Before it was a National Historic Site, the Hampton Mansion and Estate were privately owned by the Ridgely family. In 1929, John Ridgely Jr. established the Hampton Company and began developing a portion of the estate property. The Hampton Company recorded Plat No. 1 in 1930 and recorded restrictive covenants and easements (covenants) in 1931. Paragraph C of the covenants provides that “no building of any kind whatsoever shall be erected or maintained thereon except private dwelling houses each dwelling being designed for occupation by a single family and . . . no more than one dwelling may be erected on a lot,” with the term “lot” being defined as a tract shown on the 1930 plat.

In 2002, Scott and Anna Shader purchased two parcels identified as 606 East Seminary Avenue: Lot 59, a 2.246 acre parcel containing a house; and the eastern portion of Lot 75, a 1.457 acre vacant parcel contiguous to Lot 59. In the 1940s, the Hampton Company had divided Lot 75 by conveying the 1.457-acre parcel to Raymond and Louise Moore, who owned Lot 59. The deed conveying the parcel to the Moores provided that “at no time shall any dwelling be erected on the lot hereby conveyed.” A home exists on the remaining portion of Lot 75.

In 2004, the Shaders reconfigured the lots to create two separate properties, 606 East Seminary Avenue and 606A East Seminary Avenue. In 2009, they listed their home for sale and simultaneously listed the 606A property for sale as a buildable lot.

Hampton Improvement Association, Inc. (association) was formed in the 1950s as the successor to the now-defunct Hampton Company by John Ridgely Jr. The association sent the Shaders and their listing agent a letter reminding them of the prohibition against construction of more than one house per lot.

In 2012, the Shaders sued the association, seeking a determination that the covenants did not prohibit building a home on the 606A parcel. They subsequently filed a motion for summary judgment (judgment without a trial based on undisputed facts). The trial court denied the motion, and the Shaders appealed. The Maryland Court of Special Appeals affirmed the trial court’s ruling, and the Shaders further appealed to the Maryland Court of Appeals.

The Shaders asserted that the one-house-per-lot restriction had been waived by abandonment because various buildings throughout the neighborhood violated the restriction. As proof, they submitted photos showing outbuildings, detached garages, guest houses, pool houses, sheds and gazebos. The Shaders urged that the Paragraph C restriction was intended to preclude construction of any building whatsoever other than a single-family home or garage on each lot.

The Court of Appeals held that “[w]aiver by abandonment occurs when an individual benefiting from a restrictive covenant relinquishes his or her right to enforce the covenant, because he or she has previously allowed a violation of the covenant by other individuals burdened by the covenant.” Abandonment may also be implied when there is clear evidence showing a definite, specific intent to abandon the covenant.

The Court of Appeals agreed with the lower court that the association had waived the Paragraph C clause restricting the construction of buildings other than dwellings when it allowed pool houses, gazebos, sheds and the like to be constructed.

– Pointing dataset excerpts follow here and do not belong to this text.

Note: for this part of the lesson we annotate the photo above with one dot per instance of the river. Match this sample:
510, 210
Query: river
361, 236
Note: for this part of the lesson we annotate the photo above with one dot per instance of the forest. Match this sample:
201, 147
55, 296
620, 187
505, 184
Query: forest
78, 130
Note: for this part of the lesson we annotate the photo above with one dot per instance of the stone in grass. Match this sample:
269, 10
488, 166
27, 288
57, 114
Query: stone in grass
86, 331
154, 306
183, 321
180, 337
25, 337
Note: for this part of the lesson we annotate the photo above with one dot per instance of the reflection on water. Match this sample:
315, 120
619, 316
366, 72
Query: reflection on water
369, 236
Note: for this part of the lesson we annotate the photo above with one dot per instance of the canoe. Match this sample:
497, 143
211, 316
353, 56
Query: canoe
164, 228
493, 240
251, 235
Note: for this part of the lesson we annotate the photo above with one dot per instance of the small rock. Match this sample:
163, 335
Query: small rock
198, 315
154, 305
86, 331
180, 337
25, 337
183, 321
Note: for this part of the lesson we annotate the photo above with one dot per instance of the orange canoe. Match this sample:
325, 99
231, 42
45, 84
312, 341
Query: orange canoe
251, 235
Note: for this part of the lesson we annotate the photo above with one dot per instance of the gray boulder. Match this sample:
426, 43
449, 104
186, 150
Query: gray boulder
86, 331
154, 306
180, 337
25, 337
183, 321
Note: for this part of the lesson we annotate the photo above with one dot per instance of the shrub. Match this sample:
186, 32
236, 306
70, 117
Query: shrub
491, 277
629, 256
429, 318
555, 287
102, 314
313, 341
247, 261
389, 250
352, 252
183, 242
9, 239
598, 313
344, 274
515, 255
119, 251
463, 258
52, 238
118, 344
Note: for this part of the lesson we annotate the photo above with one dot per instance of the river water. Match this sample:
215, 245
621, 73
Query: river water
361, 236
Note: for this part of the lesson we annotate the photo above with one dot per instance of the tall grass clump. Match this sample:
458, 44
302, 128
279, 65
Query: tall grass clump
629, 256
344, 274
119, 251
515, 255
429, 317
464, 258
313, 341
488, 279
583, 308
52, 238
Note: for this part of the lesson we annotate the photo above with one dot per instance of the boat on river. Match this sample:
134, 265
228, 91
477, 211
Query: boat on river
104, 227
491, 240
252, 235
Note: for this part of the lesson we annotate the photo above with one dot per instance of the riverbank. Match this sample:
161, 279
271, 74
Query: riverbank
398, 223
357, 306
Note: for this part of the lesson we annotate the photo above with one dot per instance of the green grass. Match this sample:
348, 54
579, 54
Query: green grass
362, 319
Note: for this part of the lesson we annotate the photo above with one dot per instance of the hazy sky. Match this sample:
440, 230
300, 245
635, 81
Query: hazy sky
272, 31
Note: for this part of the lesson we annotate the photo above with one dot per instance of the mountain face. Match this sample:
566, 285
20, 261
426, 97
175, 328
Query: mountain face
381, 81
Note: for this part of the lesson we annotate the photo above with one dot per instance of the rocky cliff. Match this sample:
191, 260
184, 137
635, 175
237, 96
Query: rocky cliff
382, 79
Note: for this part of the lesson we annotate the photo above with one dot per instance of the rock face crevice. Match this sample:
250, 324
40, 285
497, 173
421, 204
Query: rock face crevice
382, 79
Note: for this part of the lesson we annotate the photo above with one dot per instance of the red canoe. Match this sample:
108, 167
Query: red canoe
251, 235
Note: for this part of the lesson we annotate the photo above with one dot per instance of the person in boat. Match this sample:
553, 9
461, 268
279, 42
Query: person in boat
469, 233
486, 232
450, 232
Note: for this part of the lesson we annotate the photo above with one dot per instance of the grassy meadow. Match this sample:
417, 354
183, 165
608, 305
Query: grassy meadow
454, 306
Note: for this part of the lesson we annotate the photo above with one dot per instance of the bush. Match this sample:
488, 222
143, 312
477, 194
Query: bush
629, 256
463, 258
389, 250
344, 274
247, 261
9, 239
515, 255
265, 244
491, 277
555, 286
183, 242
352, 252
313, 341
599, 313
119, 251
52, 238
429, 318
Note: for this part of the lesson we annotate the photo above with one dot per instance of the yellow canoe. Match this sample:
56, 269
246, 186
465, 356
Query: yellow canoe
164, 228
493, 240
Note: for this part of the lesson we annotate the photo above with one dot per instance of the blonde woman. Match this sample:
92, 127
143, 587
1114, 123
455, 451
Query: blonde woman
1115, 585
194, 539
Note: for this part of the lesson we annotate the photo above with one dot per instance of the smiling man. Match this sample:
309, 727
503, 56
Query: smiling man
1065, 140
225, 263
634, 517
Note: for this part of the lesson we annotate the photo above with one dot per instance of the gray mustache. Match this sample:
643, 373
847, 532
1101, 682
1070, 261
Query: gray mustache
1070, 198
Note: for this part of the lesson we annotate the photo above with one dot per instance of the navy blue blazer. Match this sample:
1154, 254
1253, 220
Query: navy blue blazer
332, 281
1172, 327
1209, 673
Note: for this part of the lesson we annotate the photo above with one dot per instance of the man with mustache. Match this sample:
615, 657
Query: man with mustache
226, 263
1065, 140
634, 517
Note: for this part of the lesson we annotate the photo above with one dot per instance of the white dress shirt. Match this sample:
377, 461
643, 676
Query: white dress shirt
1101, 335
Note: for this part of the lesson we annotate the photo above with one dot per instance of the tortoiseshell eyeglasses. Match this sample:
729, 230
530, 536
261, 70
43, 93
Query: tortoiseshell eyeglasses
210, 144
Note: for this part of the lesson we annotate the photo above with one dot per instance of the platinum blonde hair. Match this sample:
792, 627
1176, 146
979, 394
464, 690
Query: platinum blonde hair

However, the Court of Appeals held that the restriction against buildings other than dwellings and the restriction against more than one dwelling were separate and independent clauses that may be severed from one another. The court further found that severing the two clauses would not frustrate the covenants’ purpose, which the trial court found was to ensure the residential character of the neighborhood.

Accordingly, the Court of Appeals held that the trial court did not err in determining that the association did not waive the restriction against more than one dwelling. The Court of Special Appeals’ judgment was affirmed.